The interview data have been conducted as part of a broader program of work on women and HCP knowledge and educational needs post-HDP, which is an overall strength as it provides various perspectives and insights. Whilst the focus of the interviews was on gaining insight on women’s educational preferences, our findings also highlight the importance of addressing psychologic sequelae post-HDP. Selection bias is likely, as only women who participated in the preceding online survey were invited to participate in the interviews. Half of the survey participants were recruited from ongoing studies relating to post-HDP research or consumer groups, so knowledge bias is also likely. The women’s level of active engagement in pursuing further contribution to long-term risks as well as their level of motivation to participate in this study, further contribute to knowledge bias.

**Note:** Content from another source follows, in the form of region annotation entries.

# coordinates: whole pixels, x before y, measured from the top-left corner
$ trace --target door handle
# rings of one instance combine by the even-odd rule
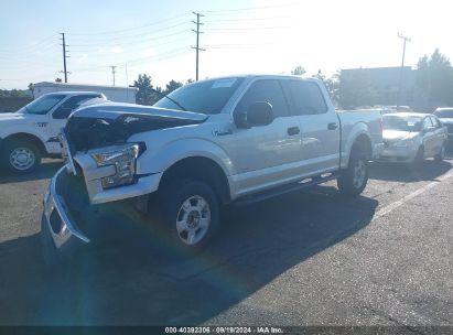
[[[338,128],[338,125],[336,122],[332,122],[327,125],[327,129],[328,130],[335,130]]]
[[[288,128],[288,134],[289,136],[293,136],[293,134],[298,134],[300,133],[301,130],[299,129],[299,127],[290,127]]]

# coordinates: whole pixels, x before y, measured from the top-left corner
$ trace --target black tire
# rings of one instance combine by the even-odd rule
[[[360,169],[360,171],[357,171]],[[360,173],[360,177],[358,175]],[[336,180],[341,193],[348,196],[359,195],[368,182],[368,160],[358,148],[353,148],[347,169]]]
[[[445,143],[442,143],[441,150],[439,151],[436,155],[434,155],[434,161],[443,162],[443,160],[445,159],[445,150],[446,150],[446,145]]]
[[[174,181],[164,185],[159,195],[159,213],[157,216],[155,213],[150,213],[150,215],[151,217],[159,217],[165,230],[169,231],[169,242],[183,256],[192,256],[203,250],[219,228],[220,205],[215,192],[204,182],[186,180]],[[196,210],[193,210],[194,207],[190,207],[190,210],[182,208],[186,202],[190,202],[192,206],[197,206],[197,202],[202,199],[207,204],[207,210],[196,213]],[[155,210],[155,206],[151,208]],[[204,221],[206,221],[207,212],[209,213],[209,220],[205,229],[202,227],[202,220],[204,219]],[[187,228],[179,231],[176,220],[180,219],[180,221],[183,221],[184,215],[187,217],[186,221],[188,221],[188,224],[185,225]],[[190,219],[191,216],[192,221]],[[193,227],[191,225],[193,225]],[[194,239],[201,239],[194,244],[190,244],[190,231],[195,231]]]
[[[22,169],[19,165],[14,165],[11,162],[11,155],[14,151],[22,150],[28,153],[28,159],[32,158],[32,163],[30,165],[24,165]],[[41,165],[41,152],[31,142],[22,140],[9,140],[3,144],[3,150],[1,152],[1,162],[7,171],[14,174],[28,174],[33,172]]]
[[[419,150],[417,150],[416,158],[413,159],[413,162],[410,164],[410,168],[412,169],[419,169],[424,161],[424,148],[420,147]]]
[[[53,267],[60,263],[60,257],[56,252],[44,214],[41,218],[41,255],[44,264],[47,267]]]

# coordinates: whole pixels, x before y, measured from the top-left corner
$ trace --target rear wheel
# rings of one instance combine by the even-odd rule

Although the distribution of women with CH, GH or PE from the preceding survey [25] was similar in the post-survey interviews, the findings may not be representative of all women in Australia. The interviewed women also had a clear understanding of which HDP they experienced, and by the time of the interview had at least some knowledge of their risk factors. If recruitment had been open to a wider population, the findings may have been more diverse in nature. This can be considered a strength given their lived experience and interest in contributing to positive change in this area of health. Despite the preceding online survey being available in Arabic and Mandarin as well as English, neither the survey nor the subsequent interview findings addressed in this paper were adequately reflective of Australia’s cultural diversity. Considerations of the views of younger women (under 26 years of age) and those residing in different contexts (such as urban and rural areas) with different needs regarding post-HDP access to information and services could provide additional insights in preferences pertaining to educational materials. Once education is established it should be piloted to a culturally and age diverse group in order to then cater for a more proportionally balanced, post-HDP demographic.

Practice implications

Whilst many studies suggest that a first line of intervention to improve health outcomes in women is to inform them of their risk and their CVD screening and prevention options, few studies provide recommendations on what the education should look like [14, 38]. The findings from this interview study, combined with the preceding online survey findings, were intended to inform the implementation of a pilot study, including website and app for women, educational material and website availability for their GP to assist with hospital-to-community transition postpartum, and reminder notifications for women to see their GP for post-HDP care. The findings of this study could inform strategies to address persistent knowledge-to-practice-gaps regarding improving women’s cardiovascular health after HDP. Women’s access to tailored, structured education may in turn contribute to informed choices women make regarding their lifestyle and follow-up care medium to long-term, potentially positively altering a women’s health trajectory.

Conclusion

Our findings show that women with a lived experience of HDP prefer to receive information from their HCP soon after birth, complemented with information to take home or access later. The participants suggested that ongoing structured follow-up via their HCP including automated reminders, alerting them to follow-up appointments and recommended tests to be conducted may improve knowledge levels and action on change. Psychologic sequelae post-HDP and especially after PE need to be acknowledged in post-HDP risk discussions and addressed in education materials as this will help women access further support as they negotiate their health journey post-HDP. Whilst information alone does not equate to action on change, it is an important ingredient in the approach for change.